主VM接收的所有输入都通过一个称为日志通道的网络连接发送到备份VM。对于服务器工作负载，主要的输入流量是网络和磁盘。为了确保备份VM以与主VM相同的方式执行非确定性操作，需要传输额外的信息(如下面的2.1节所述)。结果是备份VM总是与主VM执行相同。但是，备份VM的输出会被系统管理程序删除，因此只有主VM产生返回给客户机的实际输出。如第2.2节所述，主VM和备份VM遵循特定的协议，包括备份VM的显式确认，以确保在主VM失败时不会丢失任何数据。

A crucial issue that is not discussed much in previous work is the actual process of determining quickly whether a primary or backup VM has failed. Our system uses a combination of heartbeating between the relevant servers and monitoring of the traffic on the logging channel. In addition, we must ensure that only one of the primary or backup VM takes over execution, even if there is a split-brain situation where the primary and backup servers have lost communication with each other.

在之前的工作中没有过多讨论的一个关键问题是快速确定主虚拟机或备份虚拟机是否发生故障的实际过程。我们的系统结合使用相关服务器之间的心跳和日志通道上的流量监控。此外，我们必须确保只有主虚拟机或备份虚拟机中的一个接管执行，即使存在主备服务器失去通信的裂脑情况。

In the following sections, we provide more details on several important areas.
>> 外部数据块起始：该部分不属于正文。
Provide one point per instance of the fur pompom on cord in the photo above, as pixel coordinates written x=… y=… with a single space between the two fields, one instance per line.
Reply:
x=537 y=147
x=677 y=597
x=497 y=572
In Section 2.1, we give some details on the deterministic replay technology that ensures that primary and backup VMs are kept in sync via the information sent over the logging channel. In Section 2.2, we describe a fundamental rule of our FT protocol that ensures that no data is lost if the primary fails. In Section 2.3, we describe our methods for detecting and responding to a failure in a correct fashion.

在下面的小节中，我们将提供几个重要领域的更多细节。在第2.1节中，我们详细介绍了确定性重放技术，它确保主vm和备份vm通过日志通道发送的信息保持同步。在第2.2节中，我们描述了我们的FT协议的一个基本规则，它确保在主节点失败时不会丢失数据。在第2.3节中，我们描述了以正确的方式检测和响应故障的方法。

2.1 确定性重放的实现

As we have mentioned, replicating servers (or VMs) can be modeled as the replication of deterministic state machines. If two deterministic state machines are started in the same initial state and provided the exact same inputs in the same order, then they will go through the same sequences of states and produce the same outputs. In the simplest case, one state machine is the primary, and the other is the backup. If all the inputs go to the primary, then the inputs can be distributed to the backup from the primary via a logging channel. A useful physical computer, when considered as a state machine, has a broad set of inputs ranging from a keyboard device to network input received from a client. In addition, nondeterministic events like virtual interrupts, and non-deterministic operations like reading the clock cycle counter from the processor, affect the state machine. This presents three challenges to a practical hypervisor capable of running any operating system that can run on a physical machine: (1) correctly capturing all the input and non-determinism necessary to ensure deterministic execution of a backup virtual machine, (2) correctly applying the inputs and non-determinism to the backup virtual machine, and (3) doing so in a manner that doesn’t degrade performance.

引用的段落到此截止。